Durante dez anos permaneceu no Garotos de Ouro. Dá para se dizer que foi a partir dali, e através dele, que a guitarra começou a ganhar espaço na música regional gaúcha. Assim, chegou em Porto Alegre, instigado pelo amigo Oscar Soares, violonista d’Os Mirins, outra grande referência do violão na música regional gaúcha.
Em 1992 assume o Eco do Minuano, uma ‘bandinha que já existia’, agregando a este o seu próprio nome artístico: ‘Eco do Minuano e Bonitinho’. Com o grupo, gravou dez álbuns. Neste período, também gravou três trabalhos solos, assinando apenas como Bonitinho. Se com o Eco a sua música já é popular e brasileira, em seus álbuns individuais isso fica bastante evidente, pois não há o compromisso da gaita.
Bonitinho gosta de música. Em um de nossos encontros, lhe apresentei afrobeat, músicas de Fela Kuti e Tonho Crocco. Ouviu sua guitarra ali. Falamos para ele de Luis Vagner, outro de nossos protagonistas. Ficou o interesse em um trabalho coletivo. Além da guitarra, toca e grava em seus discos praticamente tudo, incluindo percussões e bateria. Seu ritmo é rico.
Nossa gravação se deu início na cidade de Canoas, na garagem onde fica o Mimosão, seu ônibus. E sua casa. Aproveitando, é por este adjetivo que Bonitinho costuma chamar as pessoas: mimoso! É com o seu ônibus pintado em roxo, que o Eco do Minuano e Bonitinho percorre as estradas do Rio Grande do Sul e de outros estados brasileiros, onde sua música se faz presente. É cama, mesa e banho. Cozinha e convívio. Não é um desses ônibus cheios de luxo, mas tem essência, alma. Histórias.

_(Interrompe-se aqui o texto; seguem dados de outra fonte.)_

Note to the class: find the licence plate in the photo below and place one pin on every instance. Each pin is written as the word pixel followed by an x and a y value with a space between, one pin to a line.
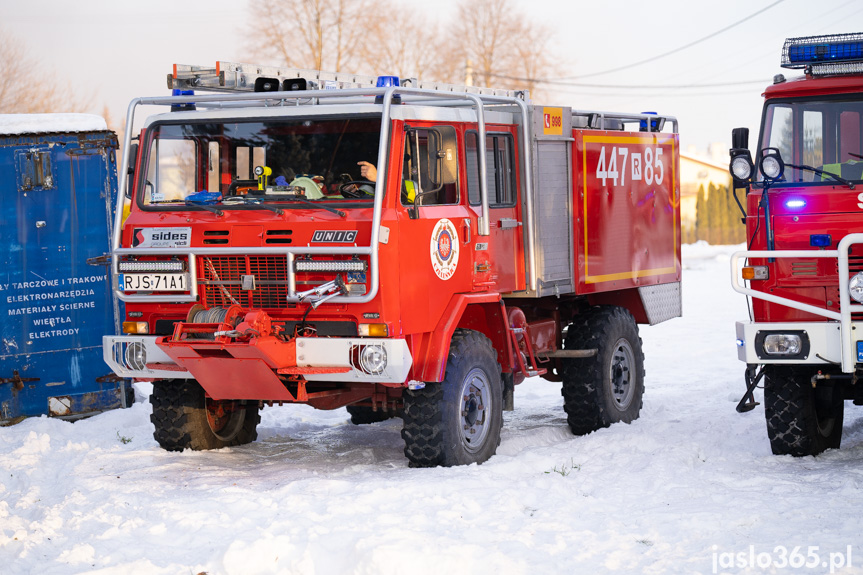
pixel 153 282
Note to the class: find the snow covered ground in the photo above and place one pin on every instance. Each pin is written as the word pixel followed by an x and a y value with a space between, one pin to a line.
pixel 691 487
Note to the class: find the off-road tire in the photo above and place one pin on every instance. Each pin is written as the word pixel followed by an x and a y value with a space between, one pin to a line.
pixel 457 421
pixel 180 419
pixel 608 387
pixel 801 420
pixel 362 414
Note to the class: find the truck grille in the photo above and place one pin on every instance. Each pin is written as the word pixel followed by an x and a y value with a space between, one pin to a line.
pixel 220 281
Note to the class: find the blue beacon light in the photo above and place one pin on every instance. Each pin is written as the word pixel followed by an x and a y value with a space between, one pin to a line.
pixel 387 81
pixel 820 240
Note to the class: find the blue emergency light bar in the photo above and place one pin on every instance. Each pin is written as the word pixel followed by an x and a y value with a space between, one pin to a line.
pixel 822 55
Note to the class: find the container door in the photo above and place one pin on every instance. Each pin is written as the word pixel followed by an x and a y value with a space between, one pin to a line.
pixel 55 307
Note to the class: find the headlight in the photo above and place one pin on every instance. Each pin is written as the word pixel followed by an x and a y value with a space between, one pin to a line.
pixel 783 344
pixel 855 288
pixel 741 168
pixel 772 165
pixel 373 359
pixel 329 266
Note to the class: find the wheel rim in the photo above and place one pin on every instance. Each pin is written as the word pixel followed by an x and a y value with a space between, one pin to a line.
pixel 621 373
pixel 225 418
pixel 475 410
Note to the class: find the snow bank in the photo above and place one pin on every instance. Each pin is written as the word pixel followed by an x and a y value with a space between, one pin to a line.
pixel 12 124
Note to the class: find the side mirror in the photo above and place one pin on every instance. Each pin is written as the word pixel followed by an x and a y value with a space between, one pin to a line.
pixel 442 156
pixel 741 166
pixel 130 172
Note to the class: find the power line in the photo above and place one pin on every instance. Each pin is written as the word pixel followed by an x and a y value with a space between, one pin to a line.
pixel 654 58
pixel 632 86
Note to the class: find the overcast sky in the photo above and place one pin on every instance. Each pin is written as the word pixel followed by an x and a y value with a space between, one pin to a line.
pixel 115 50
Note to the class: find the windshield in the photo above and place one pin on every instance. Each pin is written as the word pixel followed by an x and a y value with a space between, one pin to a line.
pixel 229 163
pixel 820 133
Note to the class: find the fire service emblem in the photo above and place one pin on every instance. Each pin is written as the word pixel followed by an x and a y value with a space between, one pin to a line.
pixel 444 249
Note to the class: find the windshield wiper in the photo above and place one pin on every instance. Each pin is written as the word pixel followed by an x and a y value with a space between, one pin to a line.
pixel 215 210
pixel 260 203
pixel 822 173
pixel 312 204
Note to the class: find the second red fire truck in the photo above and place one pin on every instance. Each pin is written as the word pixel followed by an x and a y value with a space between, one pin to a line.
pixel 396 247
pixel 804 263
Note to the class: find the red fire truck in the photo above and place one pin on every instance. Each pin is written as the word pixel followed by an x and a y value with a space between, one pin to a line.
pixel 396 247
pixel 803 270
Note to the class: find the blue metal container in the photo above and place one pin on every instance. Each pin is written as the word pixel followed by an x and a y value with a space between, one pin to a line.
pixel 57 195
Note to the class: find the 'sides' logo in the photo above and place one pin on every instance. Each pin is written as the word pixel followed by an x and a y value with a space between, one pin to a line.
pixel 334 236
pixel 161 237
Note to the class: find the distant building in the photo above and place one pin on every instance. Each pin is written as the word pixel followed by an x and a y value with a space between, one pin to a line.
pixel 698 170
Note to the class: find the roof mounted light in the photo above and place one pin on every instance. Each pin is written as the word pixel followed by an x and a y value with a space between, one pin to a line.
pixel 387 81
pixel 772 167
pixel 824 55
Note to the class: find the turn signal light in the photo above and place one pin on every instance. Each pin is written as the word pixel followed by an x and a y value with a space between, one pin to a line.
pixel 136 327
pixel 755 273
pixel 373 330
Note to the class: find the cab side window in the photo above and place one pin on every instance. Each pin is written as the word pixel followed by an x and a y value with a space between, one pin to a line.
pixel 430 168
pixel 499 165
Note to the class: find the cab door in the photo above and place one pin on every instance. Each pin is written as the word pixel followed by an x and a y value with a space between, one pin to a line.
pixel 435 226
pixel 498 259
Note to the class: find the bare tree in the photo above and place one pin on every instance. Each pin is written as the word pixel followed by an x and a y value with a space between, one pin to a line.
pixel 316 34
pixel 25 88
pixel 501 43
pixel 406 44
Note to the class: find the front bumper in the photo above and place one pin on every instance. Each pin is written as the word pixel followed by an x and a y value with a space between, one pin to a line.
pixel 824 342
pixel 146 360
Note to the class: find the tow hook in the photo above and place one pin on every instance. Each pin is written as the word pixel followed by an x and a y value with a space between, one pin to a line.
pixel 748 402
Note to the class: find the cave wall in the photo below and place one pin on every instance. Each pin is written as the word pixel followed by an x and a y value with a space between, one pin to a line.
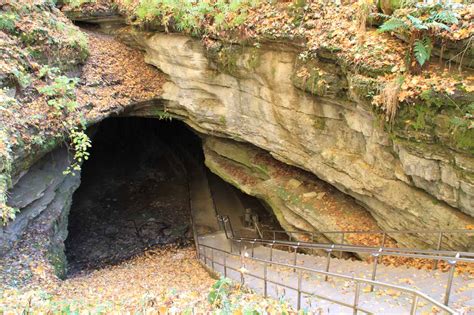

Uma das premissas iniciais para os registros audiovisuais de Gema foi encontrar os protagonistas em lugares onde se sentissem bem, onde seus corações respirassem com calma. A escolha de Bonitinho foi seu ônibus, extensão de sua casa. Um legítimo roadmovie via Free-Way.
De Canoas partimos para a Vila Elisabeth, bairro do Sarandi, zona norte de Porto Alegre. O lugar do show, a AMVEP - Associação dos Moradores da Vila Elisabeth e Parque -, maior associação de moradores da América Latina. O baile, comemoração do encerramento da gestão administrativa em vigência.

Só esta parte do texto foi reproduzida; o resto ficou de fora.